陶母とは?陶侃を育てた賢母と倹約・教育の逸話

陶母(東晋・陶侃の母) 05.才女

陶母(とうぼ)は、西晋から東晋にかけて活躍した名将・陶侃(とうかん)の母で、
史書では湛氏(たんし)と記される女性である。
個人名も生没年もわからないが、『晋書』では「列女伝」に独立した記事が立てられ、
貧しい家で息子を育てながらその将来を支えた賢母として伝えられている。

陶母の名を後世に残したのは、単に生活を切り詰めて息子を養ったからではない。
陶侃がまだ無名だったころ、自ら機織りをして交際費を工面し、
より優れた人物と付き合うよう促した。

客人が訪れれば自分の髪まで売ってもてなし、
陶侃が役所の管理する魚を母へ送ると、それを受け取るどころか送り返して厳しく叱った。
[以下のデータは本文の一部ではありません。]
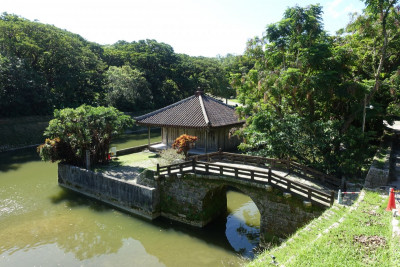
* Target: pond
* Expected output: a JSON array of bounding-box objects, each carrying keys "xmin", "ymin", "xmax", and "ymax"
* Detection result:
[{"xmin": 0, "ymin": 137, "xmax": 260, "ymax": 266}]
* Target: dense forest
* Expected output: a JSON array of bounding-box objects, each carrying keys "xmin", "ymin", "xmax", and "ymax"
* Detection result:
[
  {"xmin": 0, "ymin": 0, "xmax": 400, "ymax": 176},
  {"xmin": 0, "ymin": 13, "xmax": 235, "ymax": 117}
]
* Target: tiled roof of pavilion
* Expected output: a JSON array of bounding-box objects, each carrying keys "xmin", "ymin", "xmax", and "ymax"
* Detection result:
[{"xmin": 135, "ymin": 91, "xmax": 245, "ymax": 128}]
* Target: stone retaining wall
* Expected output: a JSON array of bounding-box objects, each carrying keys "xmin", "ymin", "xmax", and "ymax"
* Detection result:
[
  {"xmin": 117, "ymin": 142, "xmax": 161, "ymax": 156},
  {"xmin": 58, "ymin": 164, "xmax": 160, "ymax": 219}
]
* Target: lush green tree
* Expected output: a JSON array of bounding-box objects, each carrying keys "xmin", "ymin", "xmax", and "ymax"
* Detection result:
[
  {"xmin": 106, "ymin": 65, "xmax": 153, "ymax": 111},
  {"xmin": 0, "ymin": 13, "xmax": 105, "ymax": 115},
  {"xmin": 172, "ymin": 134, "xmax": 197, "ymax": 159},
  {"xmin": 38, "ymin": 105, "xmax": 133, "ymax": 166},
  {"xmin": 232, "ymin": 5, "xmax": 382, "ymax": 175}
]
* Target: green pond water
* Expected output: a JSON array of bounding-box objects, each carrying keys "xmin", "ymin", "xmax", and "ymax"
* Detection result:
[{"xmin": 0, "ymin": 135, "xmax": 260, "ymax": 266}]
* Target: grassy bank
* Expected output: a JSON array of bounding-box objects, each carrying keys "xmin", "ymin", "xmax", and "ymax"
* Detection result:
[{"xmin": 248, "ymin": 191, "xmax": 400, "ymax": 267}]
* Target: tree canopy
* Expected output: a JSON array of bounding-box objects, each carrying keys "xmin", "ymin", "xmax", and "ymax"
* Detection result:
[
  {"xmin": 38, "ymin": 105, "xmax": 133, "ymax": 166},
  {"xmin": 0, "ymin": 13, "xmax": 235, "ymax": 117}
]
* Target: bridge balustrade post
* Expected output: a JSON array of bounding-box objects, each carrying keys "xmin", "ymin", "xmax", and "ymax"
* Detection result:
[
  {"xmin": 307, "ymin": 189, "xmax": 312, "ymax": 200},
  {"xmin": 268, "ymin": 166, "xmax": 272, "ymax": 183},
  {"xmin": 330, "ymin": 190, "xmax": 335, "ymax": 206}
]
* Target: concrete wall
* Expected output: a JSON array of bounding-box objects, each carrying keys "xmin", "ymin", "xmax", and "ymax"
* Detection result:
[{"xmin": 58, "ymin": 164, "xmax": 160, "ymax": 219}]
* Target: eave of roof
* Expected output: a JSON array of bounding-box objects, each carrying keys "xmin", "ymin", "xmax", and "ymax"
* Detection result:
[{"xmin": 135, "ymin": 92, "xmax": 245, "ymax": 128}]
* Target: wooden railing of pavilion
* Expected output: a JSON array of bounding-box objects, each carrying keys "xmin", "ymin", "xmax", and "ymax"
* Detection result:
[{"xmin": 157, "ymin": 152, "xmax": 335, "ymax": 206}]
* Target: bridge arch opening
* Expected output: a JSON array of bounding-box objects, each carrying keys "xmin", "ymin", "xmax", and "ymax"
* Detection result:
[{"xmin": 200, "ymin": 185, "xmax": 261, "ymax": 258}]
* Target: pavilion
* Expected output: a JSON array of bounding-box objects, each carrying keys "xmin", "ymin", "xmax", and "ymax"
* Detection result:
[{"xmin": 135, "ymin": 91, "xmax": 245, "ymax": 153}]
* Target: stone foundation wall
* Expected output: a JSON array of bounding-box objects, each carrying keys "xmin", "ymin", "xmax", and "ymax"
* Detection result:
[{"xmin": 58, "ymin": 164, "xmax": 160, "ymax": 219}]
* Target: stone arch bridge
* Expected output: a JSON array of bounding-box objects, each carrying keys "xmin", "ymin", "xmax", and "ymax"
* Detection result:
[{"xmin": 156, "ymin": 152, "xmax": 340, "ymax": 243}]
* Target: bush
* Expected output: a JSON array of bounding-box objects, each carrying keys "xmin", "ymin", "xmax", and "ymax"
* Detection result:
[{"xmin": 37, "ymin": 105, "xmax": 133, "ymax": 166}]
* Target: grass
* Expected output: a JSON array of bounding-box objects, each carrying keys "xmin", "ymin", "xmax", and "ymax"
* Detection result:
[
  {"xmin": 248, "ymin": 191, "xmax": 400, "ymax": 266},
  {"xmin": 94, "ymin": 151, "xmax": 158, "ymax": 172}
]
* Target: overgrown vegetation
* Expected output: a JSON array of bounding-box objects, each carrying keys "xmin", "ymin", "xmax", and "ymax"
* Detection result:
[
  {"xmin": 0, "ymin": 0, "xmax": 400, "ymax": 177},
  {"xmin": 37, "ymin": 105, "xmax": 133, "ymax": 166},
  {"xmin": 172, "ymin": 134, "xmax": 197, "ymax": 159},
  {"xmin": 248, "ymin": 191, "xmax": 400, "ymax": 267},
  {"xmin": 0, "ymin": 13, "xmax": 236, "ymax": 117},
  {"xmin": 232, "ymin": 0, "xmax": 400, "ymax": 176}
]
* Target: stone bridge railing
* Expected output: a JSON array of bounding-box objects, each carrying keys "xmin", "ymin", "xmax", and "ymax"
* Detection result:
[
  {"xmin": 157, "ymin": 158, "xmax": 335, "ymax": 206},
  {"xmin": 191, "ymin": 151, "xmax": 341, "ymax": 188}
]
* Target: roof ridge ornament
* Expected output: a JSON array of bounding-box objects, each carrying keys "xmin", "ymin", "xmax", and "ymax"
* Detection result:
[{"xmin": 196, "ymin": 91, "xmax": 211, "ymax": 127}]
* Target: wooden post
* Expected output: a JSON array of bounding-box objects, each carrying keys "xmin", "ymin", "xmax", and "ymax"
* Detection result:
[
  {"xmin": 204, "ymin": 130, "xmax": 208, "ymax": 154},
  {"xmin": 268, "ymin": 166, "xmax": 272, "ymax": 183},
  {"xmin": 165, "ymin": 128, "xmax": 168, "ymax": 149},
  {"xmin": 147, "ymin": 126, "xmax": 150, "ymax": 149}
]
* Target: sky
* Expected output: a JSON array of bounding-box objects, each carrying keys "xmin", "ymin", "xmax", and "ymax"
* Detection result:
[{"xmin": 0, "ymin": 0, "xmax": 364, "ymax": 57}]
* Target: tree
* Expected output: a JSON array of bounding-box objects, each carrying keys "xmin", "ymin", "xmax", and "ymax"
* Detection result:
[
  {"xmin": 106, "ymin": 65, "xmax": 153, "ymax": 111},
  {"xmin": 37, "ymin": 105, "xmax": 133, "ymax": 166},
  {"xmin": 172, "ymin": 134, "xmax": 197, "ymax": 159}
]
なかでも「截髪延賓」と「封鮓責子」の二つは、中国における賢母の逸話として長く語り継がれた。
ただし、後世に美談として整えられた部分もあり、
とくに魚の逸話については『世説新語』の注釈者自身が別人の故事との混同を疑っている。

陶母とは実際にどのような女性だったのか。
息子・陶侃の若いころから、その死後に「賢母」の象徴となっていくまでを史料に沿って見ていく。

陶母・湛氏の出自

『晋書』「列女伝」は、陶侃の母を「湛氏」とし、豫章郡新淦県の出身だったと記している。
新淦は現在の江西省吉安市新幹県付近にあたる。

ただし、姓については異なる伝承も残る。
『晋書斠注』が引用する『寰宇記』や雷次宗の『豫章記』などでは「諶氏」とされており、
「湛」と「諶」の字形が似ているため転写の過程で誤りが生じた可能性も指摘されている。
現存する『晋書』本文では「湛氏」であるため、一般にはこの名で知られているが、
古い地誌まで含めれば表記は一定していない。

湛氏は陶丹という人物の妾となり、陶侃を生んだ。
『晋書』「陶侃伝」によれば、陶丹は三国時代の呉で揚武将軍を務めた人物だったという。
一方で陶侃自身については「早く父を失い貧しかった」と記されており、
父の地位がそのまま息子へ受け継がれるような境遇ではなかった。

湛氏が正妻ではなく妾だったことも、母子の立場を考えるうえでは無視できない。
陶氏そのものが当時すでに有力な名門だったわけではなく、
父を失った陶侃には強力な家門の後ろ盾もなかった。

父を失った陶侃を支える

『晋書』「列女伝」は、陶家について「貧賤」と明記している。
そのような環境で湛氏が行ったのが、自ら紡績をして陶侃を経済的に支えることだった。

史書には、湛氏が紡績によって陶侃を「資給」し、「己に勝る者と交結させた」とある。
つまり、自分より優れた人物と付き合えるよう、息子の交際そのものを経済的に支えていたのである。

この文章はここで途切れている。